Theater: Ein neuer Ismus für eine bessere Welt

Nr. 18 –

«Das Thema des heutigen Abends ist Klassismus», verkündet eine der vier Figuren zu Beginn der Uraufführung von «Café Populaire» im Theater Neumarkt. In ihren geschniegelten, pfirsichfarbenen Kostümen wirken sie wie aus einem Film von Wes Anderson. Aufgereiht stehen sie da, die Leute der Kleinstadt Blinden, wie ausgestellt in der Museumsvitrine, die den Bühnenraum einnimmt: Svenja (Eva Bay), die Bildungsbürgerin schlechthin. Püppi (Simon Brusis), eine altlinke Hospizbewohnerin, die nach dem Tod ihres Mannes einen neuen Pächter für ihren Gasthof sucht.

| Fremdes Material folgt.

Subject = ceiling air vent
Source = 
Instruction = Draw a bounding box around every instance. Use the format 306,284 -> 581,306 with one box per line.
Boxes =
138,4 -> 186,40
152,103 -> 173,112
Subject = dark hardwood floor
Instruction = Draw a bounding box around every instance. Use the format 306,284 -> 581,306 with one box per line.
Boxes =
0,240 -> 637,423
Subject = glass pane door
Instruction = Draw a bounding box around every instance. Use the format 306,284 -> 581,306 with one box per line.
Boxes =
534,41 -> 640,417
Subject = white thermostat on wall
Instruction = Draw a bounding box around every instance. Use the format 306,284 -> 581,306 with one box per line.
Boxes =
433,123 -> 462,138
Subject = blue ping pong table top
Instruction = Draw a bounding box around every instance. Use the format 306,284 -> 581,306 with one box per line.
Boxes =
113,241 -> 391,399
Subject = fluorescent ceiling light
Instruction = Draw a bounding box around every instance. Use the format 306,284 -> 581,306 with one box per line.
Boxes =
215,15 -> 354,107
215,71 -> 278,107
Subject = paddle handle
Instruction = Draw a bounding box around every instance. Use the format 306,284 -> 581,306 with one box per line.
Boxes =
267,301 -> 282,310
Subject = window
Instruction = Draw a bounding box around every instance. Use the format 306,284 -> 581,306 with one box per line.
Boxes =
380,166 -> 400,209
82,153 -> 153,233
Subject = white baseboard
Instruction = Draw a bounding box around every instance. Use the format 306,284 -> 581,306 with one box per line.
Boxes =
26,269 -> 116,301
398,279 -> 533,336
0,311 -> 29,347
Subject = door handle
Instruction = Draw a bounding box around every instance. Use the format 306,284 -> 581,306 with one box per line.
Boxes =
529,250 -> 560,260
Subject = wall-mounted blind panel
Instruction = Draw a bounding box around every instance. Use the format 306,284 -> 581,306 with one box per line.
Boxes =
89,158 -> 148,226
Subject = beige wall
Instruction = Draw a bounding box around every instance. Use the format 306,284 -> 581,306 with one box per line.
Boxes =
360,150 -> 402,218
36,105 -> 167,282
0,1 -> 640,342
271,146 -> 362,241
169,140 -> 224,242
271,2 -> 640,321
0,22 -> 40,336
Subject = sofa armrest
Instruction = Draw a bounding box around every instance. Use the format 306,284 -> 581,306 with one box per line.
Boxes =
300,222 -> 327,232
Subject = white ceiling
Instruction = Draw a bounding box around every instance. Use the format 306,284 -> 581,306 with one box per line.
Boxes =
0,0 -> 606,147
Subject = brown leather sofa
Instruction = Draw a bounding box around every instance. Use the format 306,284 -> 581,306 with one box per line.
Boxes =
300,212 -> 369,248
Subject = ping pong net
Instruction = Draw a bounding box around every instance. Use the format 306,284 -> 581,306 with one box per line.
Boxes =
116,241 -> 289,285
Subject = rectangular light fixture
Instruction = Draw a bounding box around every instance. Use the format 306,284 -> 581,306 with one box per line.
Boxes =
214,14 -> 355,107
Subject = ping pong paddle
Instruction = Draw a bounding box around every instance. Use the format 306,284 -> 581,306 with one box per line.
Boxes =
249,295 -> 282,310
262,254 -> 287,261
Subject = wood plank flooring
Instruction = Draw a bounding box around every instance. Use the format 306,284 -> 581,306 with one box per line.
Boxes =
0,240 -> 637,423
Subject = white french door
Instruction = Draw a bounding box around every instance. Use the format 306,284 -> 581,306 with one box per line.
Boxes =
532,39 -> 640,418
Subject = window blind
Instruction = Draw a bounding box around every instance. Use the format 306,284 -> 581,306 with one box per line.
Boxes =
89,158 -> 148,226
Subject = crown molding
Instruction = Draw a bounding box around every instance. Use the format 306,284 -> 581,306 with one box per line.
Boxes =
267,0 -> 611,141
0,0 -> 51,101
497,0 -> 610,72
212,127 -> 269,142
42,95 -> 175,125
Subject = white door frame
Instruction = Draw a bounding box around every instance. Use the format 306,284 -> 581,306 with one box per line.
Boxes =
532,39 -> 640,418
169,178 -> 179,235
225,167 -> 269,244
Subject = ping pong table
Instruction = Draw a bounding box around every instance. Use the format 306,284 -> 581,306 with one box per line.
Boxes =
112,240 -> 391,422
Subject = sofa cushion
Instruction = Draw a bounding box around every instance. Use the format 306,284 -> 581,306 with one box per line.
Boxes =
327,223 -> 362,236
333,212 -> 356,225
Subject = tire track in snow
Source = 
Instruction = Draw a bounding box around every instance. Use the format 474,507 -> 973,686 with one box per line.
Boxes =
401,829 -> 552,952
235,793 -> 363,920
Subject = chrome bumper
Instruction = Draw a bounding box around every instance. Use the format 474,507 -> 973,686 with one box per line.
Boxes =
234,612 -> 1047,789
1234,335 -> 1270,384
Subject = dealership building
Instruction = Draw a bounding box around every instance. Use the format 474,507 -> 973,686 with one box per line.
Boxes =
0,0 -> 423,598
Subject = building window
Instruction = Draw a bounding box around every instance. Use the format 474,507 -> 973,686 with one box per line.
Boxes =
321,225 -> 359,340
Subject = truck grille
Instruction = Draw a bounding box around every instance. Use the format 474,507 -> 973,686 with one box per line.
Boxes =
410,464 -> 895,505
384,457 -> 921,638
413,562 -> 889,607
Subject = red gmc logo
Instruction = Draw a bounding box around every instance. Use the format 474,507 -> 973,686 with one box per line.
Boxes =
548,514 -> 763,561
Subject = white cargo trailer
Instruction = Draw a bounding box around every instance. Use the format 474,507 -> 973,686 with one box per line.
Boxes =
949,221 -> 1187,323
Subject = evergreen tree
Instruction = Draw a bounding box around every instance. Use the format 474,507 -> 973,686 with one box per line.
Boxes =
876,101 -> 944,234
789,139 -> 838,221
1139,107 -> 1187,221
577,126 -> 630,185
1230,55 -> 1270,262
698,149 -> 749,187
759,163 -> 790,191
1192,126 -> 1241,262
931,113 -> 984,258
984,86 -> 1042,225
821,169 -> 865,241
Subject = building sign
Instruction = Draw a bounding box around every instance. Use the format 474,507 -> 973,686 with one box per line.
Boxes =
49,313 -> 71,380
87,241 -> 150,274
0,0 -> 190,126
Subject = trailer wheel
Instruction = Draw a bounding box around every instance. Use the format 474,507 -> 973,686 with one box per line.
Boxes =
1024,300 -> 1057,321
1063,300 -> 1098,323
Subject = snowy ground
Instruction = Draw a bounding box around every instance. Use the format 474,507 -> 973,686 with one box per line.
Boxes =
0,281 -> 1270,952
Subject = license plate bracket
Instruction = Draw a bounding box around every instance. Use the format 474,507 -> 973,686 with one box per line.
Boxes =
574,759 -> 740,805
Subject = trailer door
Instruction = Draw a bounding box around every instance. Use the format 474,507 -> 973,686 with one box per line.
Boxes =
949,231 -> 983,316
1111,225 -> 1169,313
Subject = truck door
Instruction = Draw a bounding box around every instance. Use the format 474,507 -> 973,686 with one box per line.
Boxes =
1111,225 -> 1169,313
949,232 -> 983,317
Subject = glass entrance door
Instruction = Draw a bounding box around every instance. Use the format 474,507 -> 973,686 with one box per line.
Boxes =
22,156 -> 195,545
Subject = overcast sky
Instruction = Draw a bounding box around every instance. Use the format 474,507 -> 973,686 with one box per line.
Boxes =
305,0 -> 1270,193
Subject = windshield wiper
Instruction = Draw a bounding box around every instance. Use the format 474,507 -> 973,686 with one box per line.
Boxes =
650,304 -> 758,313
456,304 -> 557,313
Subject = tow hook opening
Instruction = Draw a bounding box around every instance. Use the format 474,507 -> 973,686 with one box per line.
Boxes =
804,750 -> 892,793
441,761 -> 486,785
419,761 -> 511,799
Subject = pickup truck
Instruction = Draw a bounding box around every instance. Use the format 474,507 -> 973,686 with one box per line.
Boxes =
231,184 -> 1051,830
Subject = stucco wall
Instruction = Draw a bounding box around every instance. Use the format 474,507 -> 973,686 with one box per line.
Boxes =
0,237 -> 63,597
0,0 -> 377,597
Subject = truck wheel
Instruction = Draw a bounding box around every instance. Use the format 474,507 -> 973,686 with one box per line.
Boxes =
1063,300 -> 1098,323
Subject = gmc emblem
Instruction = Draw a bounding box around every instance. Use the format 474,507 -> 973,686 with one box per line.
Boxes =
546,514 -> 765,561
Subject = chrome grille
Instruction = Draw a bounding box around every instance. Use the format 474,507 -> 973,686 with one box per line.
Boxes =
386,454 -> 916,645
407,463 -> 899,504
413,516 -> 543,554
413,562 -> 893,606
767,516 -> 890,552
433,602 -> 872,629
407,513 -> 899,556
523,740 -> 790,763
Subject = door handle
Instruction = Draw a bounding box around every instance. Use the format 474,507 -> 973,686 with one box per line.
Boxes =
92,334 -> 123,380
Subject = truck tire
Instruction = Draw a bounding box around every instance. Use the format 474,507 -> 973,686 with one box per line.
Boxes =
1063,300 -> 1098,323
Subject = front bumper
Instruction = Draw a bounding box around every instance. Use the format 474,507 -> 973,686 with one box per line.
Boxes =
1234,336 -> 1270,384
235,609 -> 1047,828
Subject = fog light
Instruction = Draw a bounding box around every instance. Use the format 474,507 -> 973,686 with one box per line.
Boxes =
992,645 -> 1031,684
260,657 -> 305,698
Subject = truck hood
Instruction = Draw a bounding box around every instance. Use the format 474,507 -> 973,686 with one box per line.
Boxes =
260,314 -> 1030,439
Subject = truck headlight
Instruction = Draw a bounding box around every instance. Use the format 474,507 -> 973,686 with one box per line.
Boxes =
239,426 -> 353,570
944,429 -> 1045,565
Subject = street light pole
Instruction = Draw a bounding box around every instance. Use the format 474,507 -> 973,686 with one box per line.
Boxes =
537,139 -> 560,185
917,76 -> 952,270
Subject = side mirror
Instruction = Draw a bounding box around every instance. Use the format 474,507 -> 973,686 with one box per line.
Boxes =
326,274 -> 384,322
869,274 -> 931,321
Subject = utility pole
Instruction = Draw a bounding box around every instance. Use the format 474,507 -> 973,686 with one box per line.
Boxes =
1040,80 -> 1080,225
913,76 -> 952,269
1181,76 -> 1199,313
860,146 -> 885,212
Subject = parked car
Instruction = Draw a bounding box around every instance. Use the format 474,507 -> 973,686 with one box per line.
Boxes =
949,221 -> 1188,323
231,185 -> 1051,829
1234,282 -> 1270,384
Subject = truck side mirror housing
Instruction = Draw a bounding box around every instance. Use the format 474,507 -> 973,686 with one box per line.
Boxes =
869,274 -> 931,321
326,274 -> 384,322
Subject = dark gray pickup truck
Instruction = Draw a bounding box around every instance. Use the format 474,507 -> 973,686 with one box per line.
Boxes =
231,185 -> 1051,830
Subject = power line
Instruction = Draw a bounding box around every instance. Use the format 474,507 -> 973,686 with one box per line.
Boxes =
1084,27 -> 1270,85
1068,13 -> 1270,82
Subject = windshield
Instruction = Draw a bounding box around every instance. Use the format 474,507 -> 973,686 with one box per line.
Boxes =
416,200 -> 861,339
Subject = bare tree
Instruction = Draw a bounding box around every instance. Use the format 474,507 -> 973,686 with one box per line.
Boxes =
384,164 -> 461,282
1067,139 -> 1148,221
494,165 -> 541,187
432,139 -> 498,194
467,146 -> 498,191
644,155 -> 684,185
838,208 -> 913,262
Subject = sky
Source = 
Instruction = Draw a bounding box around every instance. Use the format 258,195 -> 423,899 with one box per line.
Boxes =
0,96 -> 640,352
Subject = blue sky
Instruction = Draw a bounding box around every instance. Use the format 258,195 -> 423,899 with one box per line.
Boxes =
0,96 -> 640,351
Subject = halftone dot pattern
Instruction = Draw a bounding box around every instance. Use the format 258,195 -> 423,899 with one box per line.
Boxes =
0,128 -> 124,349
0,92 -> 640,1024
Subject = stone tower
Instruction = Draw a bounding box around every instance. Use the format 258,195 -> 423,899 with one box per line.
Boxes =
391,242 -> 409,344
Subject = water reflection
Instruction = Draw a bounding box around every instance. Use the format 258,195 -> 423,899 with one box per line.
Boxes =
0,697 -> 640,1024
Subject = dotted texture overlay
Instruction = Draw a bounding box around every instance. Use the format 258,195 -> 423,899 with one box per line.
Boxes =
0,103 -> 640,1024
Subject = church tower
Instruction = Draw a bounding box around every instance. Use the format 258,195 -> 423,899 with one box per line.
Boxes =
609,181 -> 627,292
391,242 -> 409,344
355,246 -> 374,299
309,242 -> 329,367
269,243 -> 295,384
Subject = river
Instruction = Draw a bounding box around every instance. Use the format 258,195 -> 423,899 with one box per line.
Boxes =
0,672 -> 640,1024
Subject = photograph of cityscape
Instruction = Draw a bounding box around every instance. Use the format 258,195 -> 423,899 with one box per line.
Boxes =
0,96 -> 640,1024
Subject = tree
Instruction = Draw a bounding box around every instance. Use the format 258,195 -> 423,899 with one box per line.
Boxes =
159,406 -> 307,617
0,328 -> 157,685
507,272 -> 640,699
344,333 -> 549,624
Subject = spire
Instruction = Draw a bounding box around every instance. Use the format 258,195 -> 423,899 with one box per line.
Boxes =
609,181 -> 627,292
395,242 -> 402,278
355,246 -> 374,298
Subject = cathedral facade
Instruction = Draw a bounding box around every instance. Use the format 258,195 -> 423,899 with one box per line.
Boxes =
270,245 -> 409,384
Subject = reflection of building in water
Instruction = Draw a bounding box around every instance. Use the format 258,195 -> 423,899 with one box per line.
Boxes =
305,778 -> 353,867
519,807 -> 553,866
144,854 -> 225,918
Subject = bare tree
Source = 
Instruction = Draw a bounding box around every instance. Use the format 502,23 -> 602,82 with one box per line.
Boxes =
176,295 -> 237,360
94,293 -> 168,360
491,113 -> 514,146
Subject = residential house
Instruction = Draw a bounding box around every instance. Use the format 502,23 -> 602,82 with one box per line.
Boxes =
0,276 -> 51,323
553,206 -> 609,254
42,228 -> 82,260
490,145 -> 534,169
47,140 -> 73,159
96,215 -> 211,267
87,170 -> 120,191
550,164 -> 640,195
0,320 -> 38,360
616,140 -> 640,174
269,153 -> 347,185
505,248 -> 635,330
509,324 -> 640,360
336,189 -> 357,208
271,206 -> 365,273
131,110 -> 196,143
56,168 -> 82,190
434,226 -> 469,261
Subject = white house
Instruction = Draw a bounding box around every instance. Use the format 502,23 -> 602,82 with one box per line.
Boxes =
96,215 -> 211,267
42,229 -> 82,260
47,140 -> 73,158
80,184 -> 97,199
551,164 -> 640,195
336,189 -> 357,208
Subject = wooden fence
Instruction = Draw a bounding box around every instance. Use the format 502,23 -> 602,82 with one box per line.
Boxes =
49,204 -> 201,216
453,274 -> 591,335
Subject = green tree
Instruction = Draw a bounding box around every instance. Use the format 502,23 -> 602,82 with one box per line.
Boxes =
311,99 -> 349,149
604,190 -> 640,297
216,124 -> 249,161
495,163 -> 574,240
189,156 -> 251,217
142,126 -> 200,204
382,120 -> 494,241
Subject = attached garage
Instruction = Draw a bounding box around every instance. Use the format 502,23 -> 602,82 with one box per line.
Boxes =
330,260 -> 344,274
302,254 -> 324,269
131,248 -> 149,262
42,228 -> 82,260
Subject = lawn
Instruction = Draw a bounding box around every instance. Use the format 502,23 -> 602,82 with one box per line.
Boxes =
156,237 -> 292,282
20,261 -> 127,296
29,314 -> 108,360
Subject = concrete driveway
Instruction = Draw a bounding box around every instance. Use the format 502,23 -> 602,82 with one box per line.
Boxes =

Und Aram (Maximilian Kraus), Arbeiter mit russischem Migrationshintergrund. Er ist Blindens Dienstleistungsproletarier: Uber-Fahrer, Postbote, Amazon-Angestellter. Doch da ist auch noch der «Don» (Marie Bonnet), der als Svenjas Alter Ego durch den Abend führt – ihre innere Stimme, die während des Bewerbungsvideos für den Gasthof aus ihr herausbricht. Eva Bay und Marie Bonnet beherrschen dieses Spiel perfekt, ein Hin und Her zwischen «Wir sind doch alle gleich»-Weltverbesserungsphrasen und «Ihr verdammten Asi-Prolls»-Hasstiraden. Der «Don» nämlich verachtet die Armen, will Blinden sozial entmischen. Svenja dagegen will mit Humor und Humanismus («Humornismus») die Welt verbessern, entlarvt sich aber immer wieder selbst, wenn sie mit ihrem gut gemeinten Bildungsbürgertum in Arams Leben einzugreifen versucht und ihn als Vorzeigefreund benutzt, um FollowerInnen für ihren Videoblog zu gewinnen: «Er kann doch nichts dafür! Diese Gesellschaft hat ihn so zugerichtet! Er braucht doch erst mal eine Chance, so zu werden wie wir.»

Regisseurin und Autorin Nora Abdel-Maksoud schafft es mit ihrem scharfzüngigen Text, dass man sich im Konflikt dieser verschiedenen Weltanschauungen zunehmend wiedererkennt. Sie haut dem Publikum die eigene Weltoffenheit förmlich um die Ohren. Man spürt zwar nur die Andeutung eines Auswegs, dennoch schluckt man leer, wenn die vier DarstellerInnen mit ihrem fulminanten Spiel zeigen, wie sehr unsere Gesellschaft in Klassen getrennt ist.

«Café Populaire». Zürich, Theater Neumarkt. Nächste Vorstellungen: Do/Fr/Mi, 3./4./9. Mai 2018, jeweils 20 Uhr.